When I was discharged from the U.S. Army in 1969, I decided to begin my career in corrections at the local prison. My buddy, Harold Clancy, from upstate New York, also returned to his home state and began his career with the Eastman Kodak Co. in Rochester.
Life was good back in those days.
“Clancy,” as I always called him, worked for more than 34 years at the Kodak plant. That same Kodak Co. has filed for Chapter 11 bankruptcy because of diminishing profits and the inability to keep up with other camera companies around the world.
As a camera buff of sorts, I enjoyed many years of using those Kodak cameras and film to take pictures. The cameras were relatively simple to use. Just press a button and the Kodak film always produced a quality picture.
I can remember using some of the Kodak products to take some pictures while I was in the Army and of some family memories that date back to the ’60s.
I’m always one of those guys who looks for that special “Kodak moment.” I usually have people pose, hold their positions with eyes open, mouths smiling and shut, and count to three as my picture clients get situated before I press the shutter. I always try to get the perfect picture for my album.
I still practice that routine today, even though when I’m counting to three many of those in the picture are talking, looking around and wondering why I am counting to get them set.
After review of the finished product, some of them still don’t seem to understand. I’ve seen too many pictures with missing heads, closed eyes and open mouths, which usually end up in the trash can.
I also like to take action shots when no one is looking, but I usually prefer a nice picture that captures a special moment in time.
I have even managed to take a few good pictures with the delayed settings on some of my cameras. Finding a place to land myself in the picture after hitting the 10-second delay can sometimes be acrobatic. One’s move to the actual picture site has to be timed exactly right before the timer snaps the scene.

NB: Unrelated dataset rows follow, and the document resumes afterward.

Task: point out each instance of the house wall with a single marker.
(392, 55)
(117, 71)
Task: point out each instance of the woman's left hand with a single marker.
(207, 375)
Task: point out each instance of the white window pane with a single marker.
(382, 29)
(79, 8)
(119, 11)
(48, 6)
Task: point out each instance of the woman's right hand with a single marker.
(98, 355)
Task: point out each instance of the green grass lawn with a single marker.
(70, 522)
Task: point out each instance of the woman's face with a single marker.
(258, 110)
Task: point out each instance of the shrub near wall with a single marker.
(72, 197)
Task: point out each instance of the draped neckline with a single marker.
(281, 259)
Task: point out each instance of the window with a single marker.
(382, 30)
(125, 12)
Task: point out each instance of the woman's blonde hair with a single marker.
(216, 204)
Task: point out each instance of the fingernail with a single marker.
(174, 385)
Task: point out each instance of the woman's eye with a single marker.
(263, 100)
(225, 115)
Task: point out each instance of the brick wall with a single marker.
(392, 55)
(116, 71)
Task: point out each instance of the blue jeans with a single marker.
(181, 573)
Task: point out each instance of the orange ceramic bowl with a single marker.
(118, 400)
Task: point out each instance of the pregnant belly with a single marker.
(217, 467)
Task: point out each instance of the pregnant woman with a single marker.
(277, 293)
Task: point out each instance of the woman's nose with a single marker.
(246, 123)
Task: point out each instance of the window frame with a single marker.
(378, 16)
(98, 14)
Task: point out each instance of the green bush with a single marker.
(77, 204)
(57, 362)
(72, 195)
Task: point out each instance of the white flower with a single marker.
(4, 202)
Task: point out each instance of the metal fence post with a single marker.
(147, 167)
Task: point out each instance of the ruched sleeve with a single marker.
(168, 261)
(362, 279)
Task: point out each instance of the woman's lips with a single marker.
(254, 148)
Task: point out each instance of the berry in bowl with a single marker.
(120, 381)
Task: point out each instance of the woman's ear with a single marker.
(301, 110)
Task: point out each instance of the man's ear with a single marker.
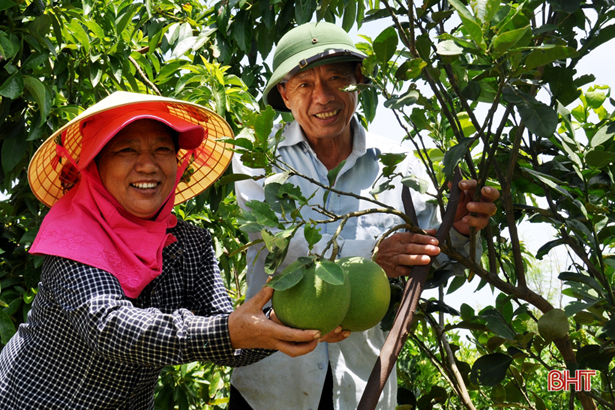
(358, 74)
(283, 94)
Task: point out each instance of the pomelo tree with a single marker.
(487, 86)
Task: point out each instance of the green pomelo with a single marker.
(370, 293)
(312, 303)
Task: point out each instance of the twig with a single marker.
(401, 325)
(144, 76)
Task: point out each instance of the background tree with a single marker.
(543, 142)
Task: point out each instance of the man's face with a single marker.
(317, 103)
(138, 167)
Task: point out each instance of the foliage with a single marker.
(488, 85)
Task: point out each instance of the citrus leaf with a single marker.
(539, 118)
(490, 370)
(75, 28)
(585, 279)
(548, 54)
(448, 48)
(603, 135)
(263, 213)
(385, 44)
(454, 155)
(544, 249)
(410, 69)
(40, 94)
(418, 184)
(289, 276)
(7, 328)
(599, 159)
(330, 272)
(12, 86)
(13, 150)
(470, 23)
(264, 123)
(505, 41)
(409, 98)
(312, 235)
(497, 324)
(553, 325)
(485, 10)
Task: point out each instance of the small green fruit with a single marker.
(312, 303)
(370, 293)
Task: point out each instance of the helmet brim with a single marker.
(308, 59)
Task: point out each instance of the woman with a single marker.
(126, 288)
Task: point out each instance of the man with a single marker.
(312, 63)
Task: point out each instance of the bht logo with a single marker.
(562, 380)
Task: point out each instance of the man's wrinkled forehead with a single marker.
(344, 68)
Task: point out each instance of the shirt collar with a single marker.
(294, 135)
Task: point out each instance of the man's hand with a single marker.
(249, 328)
(484, 209)
(399, 252)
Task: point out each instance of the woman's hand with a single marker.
(251, 329)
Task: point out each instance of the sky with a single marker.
(600, 63)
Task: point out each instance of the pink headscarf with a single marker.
(88, 225)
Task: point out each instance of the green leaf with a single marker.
(490, 370)
(312, 235)
(471, 24)
(608, 330)
(7, 49)
(599, 159)
(595, 357)
(330, 272)
(75, 28)
(39, 92)
(553, 325)
(548, 54)
(418, 184)
(409, 98)
(410, 69)
(497, 324)
(550, 181)
(12, 86)
(95, 29)
(6, 4)
(13, 150)
(539, 118)
(466, 123)
(485, 10)
(448, 48)
(467, 312)
(263, 123)
(585, 279)
(385, 44)
(603, 135)
(505, 41)
(350, 14)
(544, 249)
(291, 275)
(454, 155)
(263, 213)
(7, 328)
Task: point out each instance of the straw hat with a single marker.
(52, 173)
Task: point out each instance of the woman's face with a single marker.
(139, 166)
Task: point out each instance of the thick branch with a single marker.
(401, 325)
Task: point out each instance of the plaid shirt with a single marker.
(87, 346)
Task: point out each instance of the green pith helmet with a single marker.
(304, 47)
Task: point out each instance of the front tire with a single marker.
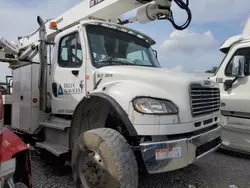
(102, 158)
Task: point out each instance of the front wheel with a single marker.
(102, 158)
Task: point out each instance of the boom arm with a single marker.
(110, 10)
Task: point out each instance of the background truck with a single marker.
(86, 85)
(233, 79)
(15, 161)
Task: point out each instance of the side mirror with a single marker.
(238, 66)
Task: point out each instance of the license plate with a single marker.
(167, 153)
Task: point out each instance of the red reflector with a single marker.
(1, 106)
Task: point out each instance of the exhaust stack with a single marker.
(42, 50)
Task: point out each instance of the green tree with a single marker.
(212, 70)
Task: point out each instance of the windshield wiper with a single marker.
(116, 61)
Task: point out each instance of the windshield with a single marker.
(112, 47)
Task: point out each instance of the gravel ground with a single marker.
(217, 170)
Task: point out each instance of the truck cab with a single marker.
(233, 78)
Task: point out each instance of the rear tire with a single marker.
(102, 158)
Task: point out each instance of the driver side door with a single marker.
(236, 100)
(68, 73)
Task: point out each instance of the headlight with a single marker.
(154, 106)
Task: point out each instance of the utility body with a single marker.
(85, 84)
(233, 79)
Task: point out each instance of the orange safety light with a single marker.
(53, 25)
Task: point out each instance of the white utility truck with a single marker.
(85, 84)
(233, 78)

One of my all-time favorite pictures was taken of the family at Christmas, when I dove into the front row under the tree just before the picture was snapped by the timer.
As I examined some of Kodak’s history, it is yet another example where a large company has not been able to keep pace with the manufacturing prowess of other global companies and with lost or stolen patents.

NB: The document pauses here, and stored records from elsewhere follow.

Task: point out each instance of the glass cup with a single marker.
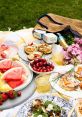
(42, 83)
(57, 55)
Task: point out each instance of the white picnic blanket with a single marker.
(18, 37)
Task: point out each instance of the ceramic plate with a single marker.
(23, 111)
(54, 84)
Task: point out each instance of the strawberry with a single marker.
(4, 96)
(19, 93)
(12, 94)
(1, 102)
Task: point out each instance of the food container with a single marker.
(50, 38)
(38, 34)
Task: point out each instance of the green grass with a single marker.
(19, 13)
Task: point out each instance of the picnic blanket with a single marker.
(55, 23)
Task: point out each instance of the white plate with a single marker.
(41, 72)
(23, 111)
(23, 55)
(28, 79)
(54, 84)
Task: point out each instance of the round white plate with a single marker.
(26, 94)
(23, 111)
(42, 72)
(23, 55)
(21, 52)
(54, 84)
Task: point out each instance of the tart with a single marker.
(29, 49)
(68, 83)
(45, 48)
(34, 55)
(78, 108)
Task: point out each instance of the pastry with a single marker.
(45, 48)
(29, 49)
(78, 72)
(34, 55)
(68, 83)
(78, 108)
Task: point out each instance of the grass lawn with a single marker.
(19, 13)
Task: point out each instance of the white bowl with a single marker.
(41, 72)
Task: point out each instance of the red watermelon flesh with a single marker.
(19, 64)
(5, 65)
(13, 74)
(14, 84)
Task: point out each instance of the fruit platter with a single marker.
(41, 66)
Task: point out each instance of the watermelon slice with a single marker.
(5, 65)
(14, 84)
(13, 74)
(19, 64)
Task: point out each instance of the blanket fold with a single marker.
(55, 23)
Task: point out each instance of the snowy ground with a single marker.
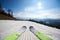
(9, 26)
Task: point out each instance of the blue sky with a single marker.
(33, 8)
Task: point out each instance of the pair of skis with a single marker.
(38, 34)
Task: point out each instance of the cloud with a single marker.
(39, 5)
(29, 9)
(51, 13)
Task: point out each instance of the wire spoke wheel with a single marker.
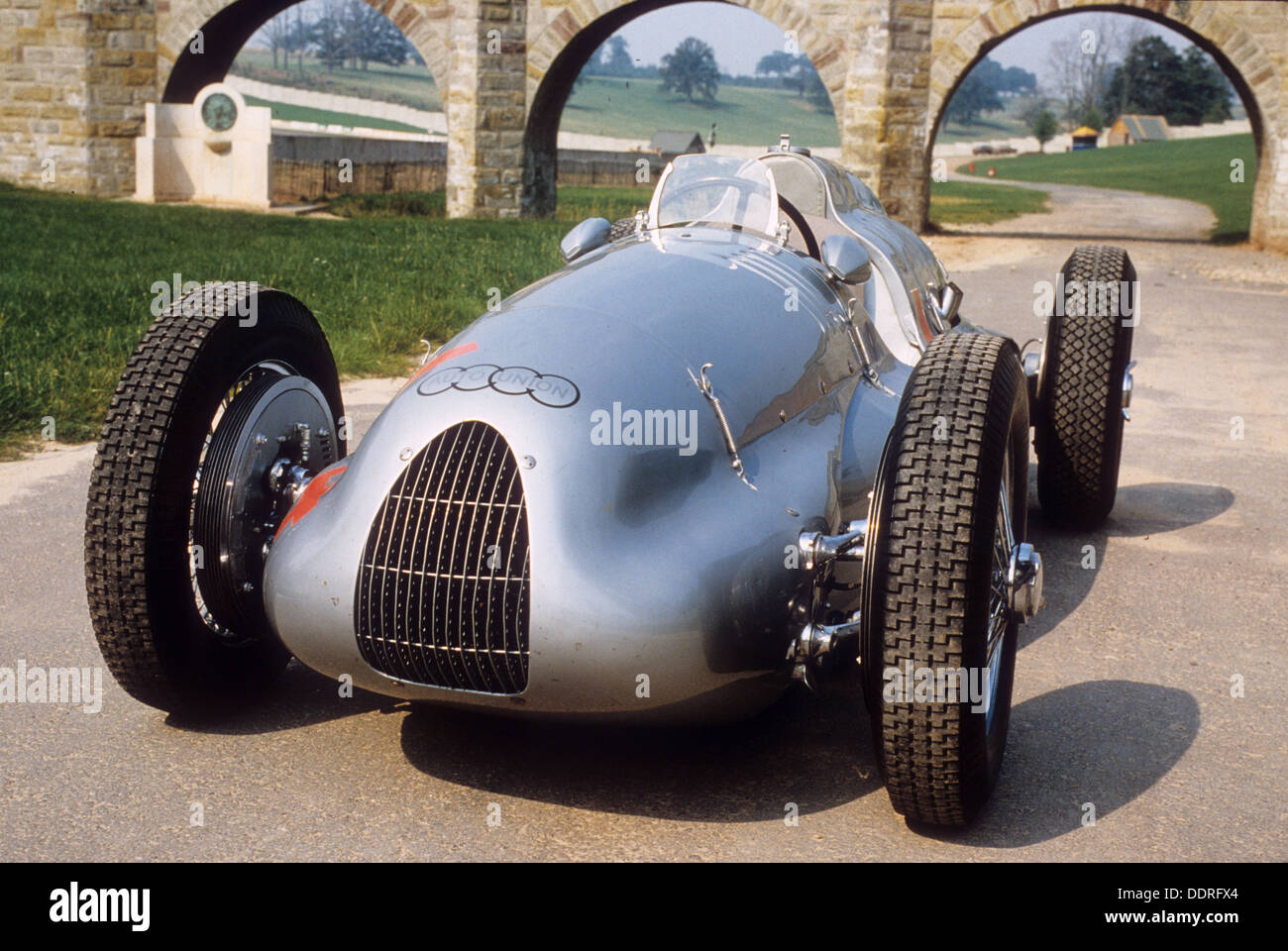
(947, 514)
(213, 422)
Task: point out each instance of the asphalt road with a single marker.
(1122, 699)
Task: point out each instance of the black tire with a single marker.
(622, 227)
(1078, 425)
(928, 577)
(141, 497)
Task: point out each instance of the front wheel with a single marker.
(1085, 385)
(228, 402)
(943, 564)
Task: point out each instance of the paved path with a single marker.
(1086, 213)
(1122, 699)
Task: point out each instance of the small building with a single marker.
(669, 144)
(1083, 138)
(1128, 129)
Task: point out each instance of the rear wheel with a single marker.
(230, 401)
(1083, 386)
(945, 525)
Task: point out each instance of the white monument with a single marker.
(217, 150)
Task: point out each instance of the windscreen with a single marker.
(717, 189)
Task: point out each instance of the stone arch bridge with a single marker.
(75, 75)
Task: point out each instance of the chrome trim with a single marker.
(730, 445)
(1024, 581)
(820, 549)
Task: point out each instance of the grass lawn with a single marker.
(76, 291)
(966, 202)
(1194, 169)
(407, 84)
(307, 114)
(745, 115)
(600, 106)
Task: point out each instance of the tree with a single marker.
(275, 35)
(1043, 125)
(330, 38)
(1157, 80)
(791, 69)
(613, 58)
(973, 95)
(372, 38)
(691, 69)
(1082, 60)
(300, 37)
(816, 93)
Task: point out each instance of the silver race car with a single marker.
(742, 440)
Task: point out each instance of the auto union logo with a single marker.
(549, 389)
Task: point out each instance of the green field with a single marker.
(408, 84)
(77, 285)
(745, 115)
(1004, 124)
(966, 202)
(304, 114)
(1194, 169)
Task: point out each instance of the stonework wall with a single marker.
(73, 80)
(75, 73)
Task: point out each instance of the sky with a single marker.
(741, 38)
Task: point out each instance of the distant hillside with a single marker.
(599, 106)
(745, 115)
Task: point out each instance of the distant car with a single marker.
(742, 440)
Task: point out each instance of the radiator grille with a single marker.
(443, 586)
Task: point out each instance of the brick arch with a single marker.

The Japanese have made huge strides in the manufacture and sale of digital cameras and related products, and created much fiscal distress for the Kodak manufacturers.

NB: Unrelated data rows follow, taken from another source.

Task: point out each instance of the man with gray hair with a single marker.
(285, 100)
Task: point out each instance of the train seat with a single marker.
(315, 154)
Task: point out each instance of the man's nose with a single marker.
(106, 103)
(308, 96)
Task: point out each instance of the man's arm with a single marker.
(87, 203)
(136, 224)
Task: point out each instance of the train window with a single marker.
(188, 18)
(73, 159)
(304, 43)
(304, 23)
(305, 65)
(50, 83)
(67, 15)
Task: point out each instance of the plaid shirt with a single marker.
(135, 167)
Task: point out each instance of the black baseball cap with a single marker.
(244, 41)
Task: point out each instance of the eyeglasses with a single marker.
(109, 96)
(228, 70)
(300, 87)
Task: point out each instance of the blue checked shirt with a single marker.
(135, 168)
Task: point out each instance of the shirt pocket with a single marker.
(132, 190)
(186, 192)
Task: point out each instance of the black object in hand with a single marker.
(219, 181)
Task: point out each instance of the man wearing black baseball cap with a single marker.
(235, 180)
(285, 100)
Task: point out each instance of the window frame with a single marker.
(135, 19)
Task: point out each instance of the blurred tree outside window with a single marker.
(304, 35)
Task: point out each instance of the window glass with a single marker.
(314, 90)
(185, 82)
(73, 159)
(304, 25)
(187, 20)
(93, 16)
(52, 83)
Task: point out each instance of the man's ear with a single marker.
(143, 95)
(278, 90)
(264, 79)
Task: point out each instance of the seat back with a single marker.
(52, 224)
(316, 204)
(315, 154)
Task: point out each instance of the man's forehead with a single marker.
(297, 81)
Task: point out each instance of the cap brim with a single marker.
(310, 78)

While Kodak had more than 60,000 employees in 1983, that number has been reduced by some 47,000 workers since 2003. Some 13 manufacturing plants and 130 processing labs have been closed.
Although today’s current payroll of about 7,000 is still working for Kodak, some 38,000 retirees are drawing pensions nationwide. About 22,000 of these employees, including my friend Clancy, are drawing their pensions and live near Rochester.
What the future holds in store for Clancy and each of those retirees is left for conjecture at this point. Whether the pensioner’s health benefits will be curtailed or future monthly dollar distributions will be reduced is anyone’s guess.
It is yet another example of how things can go so very well for a long time and then change in the “blink” of an eye.
Too many companies seem to be going the same way as Kodak as other global markets compete and those products are embraced by the consumer.
Those “Kodak moments and memories” were, indeed, something very, very special.
Lloyd “Pete” Waters is a Sharpsburg resident who writes columns for The Herald-Mail.